The most prominent victim has been Three Arrows Capital, a Singapore-based hedge fund. Founded in 2012 by two former Credit Suisse traders, it was one of the largest sources of capital in the crypto industry, investing in projects such as Solana, Avalanche, and Axie Infinity. Now, as finews.asia reported early Tuesday, the two co-founders appear to have gone missing.

Nexo Also Scours Market

The full extent of the crypto crisis is not yet visible. But as the market churns through takeovers and defaults, it also offers clear opportunity, as painful as that might seem to be. Zug-based crypto lender Nexo is in the market looking to buy. On Tuesday a week ago, it agreed, pending due diligence, to make a possible takeover offer for Singapore-based lender Vauld, another victim of the credit crisis enveloping the market. Nexo had even wanted to save Celsius but that deal was subsequently broken off. 

One of Nexo's co-founders, Antoni Trenchev, said in an interview with the industry portal «FN London» (paywall) that it is working with two Wall Street investment banks and talking to other companies about business opportunities. The hardest part of it all is figuring out which companies can be saved or not.

«A Few Billion»

Sam Bankman-Fried, the founder of the US crypto exchange FTX, has also been active. In June, FTX signed an agreement giving it the option of buying lender BlockFi for up to $240 million. Bankman-Fried's trading outfit, Alameda Research, previously purchased a minority stake in now-defunct Voyager Digital. And just last week the 30-year-old billionaire told «Reuters», that FTX has «a few billion» to help struggling companies.

The world's largest crypto exchange by trading volume, Binance, is also getting in on the action. Changpeng Zhao, the founder, told «Yahoo Finance Live» that «we're seeing that a number of firms are insolvent and a number of projects have gone under.
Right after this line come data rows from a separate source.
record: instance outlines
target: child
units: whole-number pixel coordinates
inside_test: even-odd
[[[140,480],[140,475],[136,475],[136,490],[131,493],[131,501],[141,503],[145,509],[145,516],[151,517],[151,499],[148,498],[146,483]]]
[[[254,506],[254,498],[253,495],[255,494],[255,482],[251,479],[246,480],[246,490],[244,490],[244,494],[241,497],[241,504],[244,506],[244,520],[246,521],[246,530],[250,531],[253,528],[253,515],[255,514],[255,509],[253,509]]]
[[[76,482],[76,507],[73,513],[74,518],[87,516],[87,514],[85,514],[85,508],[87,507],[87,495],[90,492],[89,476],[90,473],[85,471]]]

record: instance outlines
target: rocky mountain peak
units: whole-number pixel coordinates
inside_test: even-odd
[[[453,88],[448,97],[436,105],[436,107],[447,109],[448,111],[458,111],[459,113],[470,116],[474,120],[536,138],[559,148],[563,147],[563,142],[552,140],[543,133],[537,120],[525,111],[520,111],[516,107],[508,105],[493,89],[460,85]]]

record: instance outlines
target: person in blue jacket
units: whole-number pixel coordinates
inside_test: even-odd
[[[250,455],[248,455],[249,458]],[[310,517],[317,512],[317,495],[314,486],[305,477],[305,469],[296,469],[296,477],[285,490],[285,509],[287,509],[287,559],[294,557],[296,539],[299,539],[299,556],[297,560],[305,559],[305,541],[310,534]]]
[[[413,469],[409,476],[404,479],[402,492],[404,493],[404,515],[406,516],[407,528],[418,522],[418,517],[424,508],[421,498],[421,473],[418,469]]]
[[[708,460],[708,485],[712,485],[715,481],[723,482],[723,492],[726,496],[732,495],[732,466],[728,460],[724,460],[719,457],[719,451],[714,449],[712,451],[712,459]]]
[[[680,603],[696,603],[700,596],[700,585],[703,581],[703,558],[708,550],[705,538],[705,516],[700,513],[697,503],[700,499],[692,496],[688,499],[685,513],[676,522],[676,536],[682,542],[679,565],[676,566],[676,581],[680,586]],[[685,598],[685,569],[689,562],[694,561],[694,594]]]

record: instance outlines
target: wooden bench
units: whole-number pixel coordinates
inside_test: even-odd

But it's a small number in the grand scheme of things.». Zhao, known as «CZ»  in industry circles, said it is «looking at 50 to 100 deals».

Justin Sun, the controversial CEO of Tron, always ready with an apt media soundbite, told «The Block» that he is prepared to spend $5 billion helping struggling companies in the crypto sector.

Declining Transactions

The industry is facing a long and hard crypto winter. The number of transactions in the sector has continued to slow. Overall mergers and takeovers in the second quarter declined as market conditions worsened. According to PitchBook, there were 23 M&A deals in April, 20 in May, and 17 in June. The level of venture capital finance also fell, with PitchBook saying that the number of closed transactions was 157 in June, down from 249 in April.